Die Figuren aus TV-Serie wurden aus der gewohnten Umgebung im Aargau ins Bündnerland transferiert. Sie wohnen alle im gleichen Hotel … Man lässt sie anders spielen und sieht sie anders. Das war die Idee, und die hat der Film erfüllt. Das andere ist die Frage des ästhetischen Zugriffs und wie weit wir dort gehen können. Wir spielen mit dem Genre des Krimis, das gefällt nicht allen.

Ich möchte nicht länger beim «Bestatter»-Film verweilen, denn hierzu haben Sie in anderen Interviews alles gesagt.
Das ist so.

Wir bleiben aber beim Tod, der ein lebenslanger Begleiter von Ihnen ist. Ihr Grossvater verkaufte Grabsteine, und Sie haben in Jugendjahren als Totengräber gejobbt. Was bereitet Ihnen mehr Mühe: die Idee des Sterbens oder des Todes?
Das Sterben interessiert mich nicht wirklich. Das Sterben ist, wenn es schlecht läuft, ein fürchterlicher Prozess, und wenn es schnell geht, ist es zu schnell. Mich interessiert der Tod, und ich musste feststellen, dass dieser in meinen Stücken und Filmen eine grosse Rolle spielt. Er wird auch im nächsten Stück eine Rolle spielen.

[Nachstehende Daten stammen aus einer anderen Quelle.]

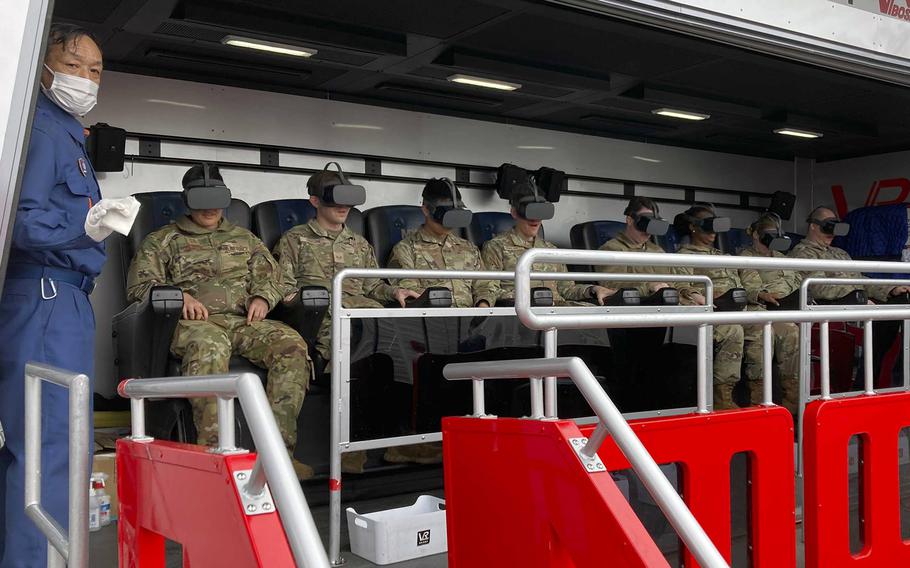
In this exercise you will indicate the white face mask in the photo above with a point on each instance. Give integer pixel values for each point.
(75, 95)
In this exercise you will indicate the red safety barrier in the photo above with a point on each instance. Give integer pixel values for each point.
(702, 446)
(516, 493)
(186, 494)
(829, 425)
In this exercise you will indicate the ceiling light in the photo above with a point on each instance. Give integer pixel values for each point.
(357, 126)
(798, 133)
(683, 114)
(482, 82)
(270, 46)
(174, 103)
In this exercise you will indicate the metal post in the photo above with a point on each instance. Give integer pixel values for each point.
(767, 361)
(226, 435)
(867, 358)
(537, 398)
(479, 404)
(702, 368)
(550, 392)
(68, 546)
(824, 362)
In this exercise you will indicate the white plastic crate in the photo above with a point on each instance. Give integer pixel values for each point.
(399, 534)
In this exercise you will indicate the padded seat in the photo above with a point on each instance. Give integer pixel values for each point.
(484, 226)
(593, 234)
(271, 219)
(733, 241)
(387, 225)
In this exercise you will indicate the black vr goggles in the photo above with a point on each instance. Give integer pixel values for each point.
(712, 224)
(454, 216)
(832, 226)
(342, 194)
(206, 192)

Übers Sterben wird sehr viel geredet und geschrieben.
Dazu gehört auch der Standardsatz: «Ich habe nicht Angst vor dem Tod. Ich habe Angst vor dem Sterben.» Völlig zu Recht. Aber eigentlich können wir mit dem Tod nicht umgehen. Der Tod lässt sich technisch auch nicht hintergehen. Beim Sterben hat sich viel getan. Gerade in der Schweiz haben wir ein viel besseres Verständnis dafür als beispielsweise in Deutschland. Passive Sterbehilfe in Deutschland? Das können Sie vergessen. Ich mag es, dass man in der Schweiz pragmatisch ist.

Wir haben über das Sterben und den Tod gesprochen. Was ist der Sinn des Lebens?
(denkt lange nach) Langes Schweigen … Wenn ich das wüsste, würde ich nicht mehr arbeiten.


  • Mike Müller live erleben: «Erbsache – Heinzer gegen Heinzer gegen Heinzer», Daten und Orte auf mike-mueller.ch
  • Was fester Bestandteil von Mike Müllers Alltag ist und wovon er nicht genug gekommen kann, erfahren Sie im Video auf zeitlupe.ch/5-fragen.
© Ethan Oelman

Zur Person

Mike Müller, am 25. Oktober 1963 in Grenchen SO geboren, parodierte bereits in der Primarschule Lehrer, «ohne dass sie es gemerkt haben». Er studierte an der Universität Zürich Philosophie. 1983 gründete er mit Freunden die «Jugendtheatergruppe Olten». In den 90ern begann er in der freien Szene in Zürich Theater zu spielen und engagierte er sich beim Casinotheater Winterthur. Zusammen mit Viktor Giacobbo war er von 2008 bis 2016 Gastgeber der wöchentlichen Late Night Show «Giacobbo/Müller» auf SRF 1. In sieben Staffeln spielte er in der erfolgreichsten SRF-Krimiserie «Der Bestatter» die Hauptrolle Luc Conrad. Er lebt zusammen mit seiner Partnerin in Zürich.